In almost every body of work by Huzama Habayeb, whether it's a novel or short story, there is sheer adherence to her Palestinian identity; and that is strikingly evident in her first two novels and a slew of stories from her four collections. She also demonstrates that through her translations, as she tends to choose books whose content reflects the Palestinian crisis and the unjust policies exercised by Israel and affect Palestinians, such as The Wandering Who? by Gilad Atzmon, which she translated into Arabic and was published in this form in June 2013.

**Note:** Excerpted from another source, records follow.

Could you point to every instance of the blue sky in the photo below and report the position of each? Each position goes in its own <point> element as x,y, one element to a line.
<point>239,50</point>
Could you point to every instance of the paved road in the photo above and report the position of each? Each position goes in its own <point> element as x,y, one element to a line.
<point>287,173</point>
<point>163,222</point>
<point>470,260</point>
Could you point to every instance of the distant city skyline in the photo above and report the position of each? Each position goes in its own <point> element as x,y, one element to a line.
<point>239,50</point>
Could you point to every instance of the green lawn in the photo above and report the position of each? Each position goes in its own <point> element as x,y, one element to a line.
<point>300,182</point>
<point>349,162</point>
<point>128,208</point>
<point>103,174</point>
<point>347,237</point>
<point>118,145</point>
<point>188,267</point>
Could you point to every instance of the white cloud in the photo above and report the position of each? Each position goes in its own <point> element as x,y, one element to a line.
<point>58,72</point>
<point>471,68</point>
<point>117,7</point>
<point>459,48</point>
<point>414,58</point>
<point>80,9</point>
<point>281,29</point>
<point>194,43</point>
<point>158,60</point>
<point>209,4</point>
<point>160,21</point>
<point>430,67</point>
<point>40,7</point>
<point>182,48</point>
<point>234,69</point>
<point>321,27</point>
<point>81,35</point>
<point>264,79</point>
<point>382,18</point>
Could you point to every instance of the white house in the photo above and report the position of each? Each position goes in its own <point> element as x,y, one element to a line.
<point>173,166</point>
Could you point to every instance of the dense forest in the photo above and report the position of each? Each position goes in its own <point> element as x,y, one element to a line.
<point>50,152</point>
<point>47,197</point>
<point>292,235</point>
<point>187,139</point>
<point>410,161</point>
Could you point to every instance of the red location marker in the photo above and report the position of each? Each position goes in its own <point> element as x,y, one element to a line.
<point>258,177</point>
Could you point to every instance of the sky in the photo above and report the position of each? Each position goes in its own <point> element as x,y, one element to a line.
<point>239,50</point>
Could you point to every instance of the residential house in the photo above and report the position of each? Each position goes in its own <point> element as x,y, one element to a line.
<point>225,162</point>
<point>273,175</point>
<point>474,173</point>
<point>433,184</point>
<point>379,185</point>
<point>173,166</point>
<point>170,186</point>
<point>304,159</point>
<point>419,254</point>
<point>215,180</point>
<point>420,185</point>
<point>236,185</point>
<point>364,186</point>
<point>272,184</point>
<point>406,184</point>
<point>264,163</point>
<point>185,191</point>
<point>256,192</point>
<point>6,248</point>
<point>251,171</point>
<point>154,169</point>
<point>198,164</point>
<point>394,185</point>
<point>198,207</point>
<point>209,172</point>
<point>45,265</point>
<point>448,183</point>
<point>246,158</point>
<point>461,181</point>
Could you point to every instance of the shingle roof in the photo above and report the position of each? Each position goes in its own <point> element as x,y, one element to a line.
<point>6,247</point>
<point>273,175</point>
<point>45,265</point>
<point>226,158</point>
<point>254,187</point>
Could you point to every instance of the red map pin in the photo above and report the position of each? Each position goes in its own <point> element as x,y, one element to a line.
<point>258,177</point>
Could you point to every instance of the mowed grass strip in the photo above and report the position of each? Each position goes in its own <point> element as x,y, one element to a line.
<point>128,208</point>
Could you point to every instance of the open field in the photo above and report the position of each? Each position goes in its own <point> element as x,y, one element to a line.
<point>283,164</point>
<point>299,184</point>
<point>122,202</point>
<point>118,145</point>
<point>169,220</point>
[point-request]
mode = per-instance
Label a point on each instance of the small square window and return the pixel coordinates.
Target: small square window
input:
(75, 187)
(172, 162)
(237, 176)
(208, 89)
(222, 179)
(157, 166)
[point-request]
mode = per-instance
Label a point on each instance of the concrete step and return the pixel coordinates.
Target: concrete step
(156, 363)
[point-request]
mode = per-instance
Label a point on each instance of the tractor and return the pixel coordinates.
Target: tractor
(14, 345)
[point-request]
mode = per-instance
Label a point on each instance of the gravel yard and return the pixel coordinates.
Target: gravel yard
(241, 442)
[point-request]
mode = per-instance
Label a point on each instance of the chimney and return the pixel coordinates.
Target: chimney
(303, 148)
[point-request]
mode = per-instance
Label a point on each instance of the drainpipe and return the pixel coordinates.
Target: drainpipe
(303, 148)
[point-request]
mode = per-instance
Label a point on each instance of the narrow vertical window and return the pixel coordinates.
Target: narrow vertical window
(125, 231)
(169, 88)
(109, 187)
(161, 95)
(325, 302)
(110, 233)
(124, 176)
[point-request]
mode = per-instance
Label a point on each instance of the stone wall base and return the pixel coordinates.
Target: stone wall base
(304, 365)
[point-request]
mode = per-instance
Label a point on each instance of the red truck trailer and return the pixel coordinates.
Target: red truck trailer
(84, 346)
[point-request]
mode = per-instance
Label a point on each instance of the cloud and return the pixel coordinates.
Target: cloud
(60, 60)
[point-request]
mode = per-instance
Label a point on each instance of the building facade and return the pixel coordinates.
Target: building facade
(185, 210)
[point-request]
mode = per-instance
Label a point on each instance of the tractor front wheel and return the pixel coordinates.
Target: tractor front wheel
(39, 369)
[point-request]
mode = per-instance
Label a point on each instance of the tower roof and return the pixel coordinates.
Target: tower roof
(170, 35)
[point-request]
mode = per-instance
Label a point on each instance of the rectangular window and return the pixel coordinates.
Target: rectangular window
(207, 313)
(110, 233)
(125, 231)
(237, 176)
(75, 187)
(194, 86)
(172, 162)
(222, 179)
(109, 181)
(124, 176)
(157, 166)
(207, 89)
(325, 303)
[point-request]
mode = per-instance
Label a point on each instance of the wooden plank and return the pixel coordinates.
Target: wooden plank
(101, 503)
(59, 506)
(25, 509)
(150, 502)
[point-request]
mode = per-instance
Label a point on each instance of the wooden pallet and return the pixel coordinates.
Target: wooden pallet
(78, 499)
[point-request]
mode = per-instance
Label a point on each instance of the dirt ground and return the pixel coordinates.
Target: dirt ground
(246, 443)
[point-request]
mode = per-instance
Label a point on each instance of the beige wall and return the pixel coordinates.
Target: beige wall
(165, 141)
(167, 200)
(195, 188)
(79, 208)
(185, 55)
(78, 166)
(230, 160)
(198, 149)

Habayeb's most prominent milestone in terms of defying Zionism, however, is a campaign she launched against the publication of an anthology of short stories by Middle Eastern women because of the inclusion of stories by Israeli authors. Habayeb had initially agreed to contribute to the anthology, but withdrew her piece after learning that contributions by two Israeli authors were included in the anthology; and then she contacted all the other Arab authors and persuaded them to follow her lead. The campaign was successful, as most of the authors withdrew their manuscripts, forcing the University of Texas at Austin—the institution that was adopting the project—to cancel the anthology. Habayeb justified her actions in an editorial that was published in Gulf News on May 25, 2012, saying, "I cannot accept, ethically and morally, that my voice be shared equally with writers who reflect the voice of an obnoxious occupier."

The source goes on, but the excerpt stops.